Friday 4 December 2009

Family matters

James has a girlfriend! He has been keeping very quiet about this. I only found out because his friend Stanley told his little sister, who told mum, who told me. I decided that this was something I ought to know about, and as I haven't seen James much lately I set an ambush (using a signed photograph of David Tennant for bait) and interrogated him about her.

It turns out that he has been "going steady" with Kate from his science class, for four weeks now. Kate is Cool. Kate has ginger hair and freckles. Kate has three older brothers. Kate has "got" Facebook. Kate's favourite subject is biology. Kate knows six different ways to disable an opponent (seven if the opponent is male). Clearly, James is very taken with Kate.

Kate is, apparently, also very taken with James. As the strangest boy in school James has a certain cult status, and the girls are apparently fighting over him. He takes her out with him on walkies with Dodgson in the grounds of the psychiatric hospital. Kate thinks that James is Cool because he owns the twenty-first century's only dodo. Presumably he has told her about his space-time travel module. I really hope he hasn't told her that he has got OuiJa, and an address book full post-living etherbuddies. I don't want him to frighten her off. It makes such a nice change to see him hanging out people his own age - and living ones at that.

I also asked him how his homework was going. He said he was working on his family tree. I made him show it to me. On a piece of A4 paper he had drawn a diagram showing himself, his little sister and his parents.

"Is that it?" I asked. James shrugged. "What about your grandparents?"

"Okay," he conceded. "I suppose I could add them in too."

"What about your great-grandparents?" I continued. "What about great-aunt Fanny?"

"Great-aunt who?" asked James.

I tried to think of a way to describe my aunt that didn't sound callous or cynical. I didn't manage it.

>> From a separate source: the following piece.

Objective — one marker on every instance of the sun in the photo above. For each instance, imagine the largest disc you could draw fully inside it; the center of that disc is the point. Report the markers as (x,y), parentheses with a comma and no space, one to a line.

"Never mind," I answered at last. "You won't remember her, and she's not a direct relative. I should leave her out if I were you. And I don't, I really don't want you OuiJa'ing her. Stick to the Dunwich side of the family. Your father's family are all dotty, but they're rather sweet."

At least the Dunwiches haven't done anything that would look disturbing in a school project, I thought to myself. I want so badly to keep my children's hearts wrapped up warm and snug and kept well away from the cold spot that still lurks inside me. Sometimes family memories are best left unshared.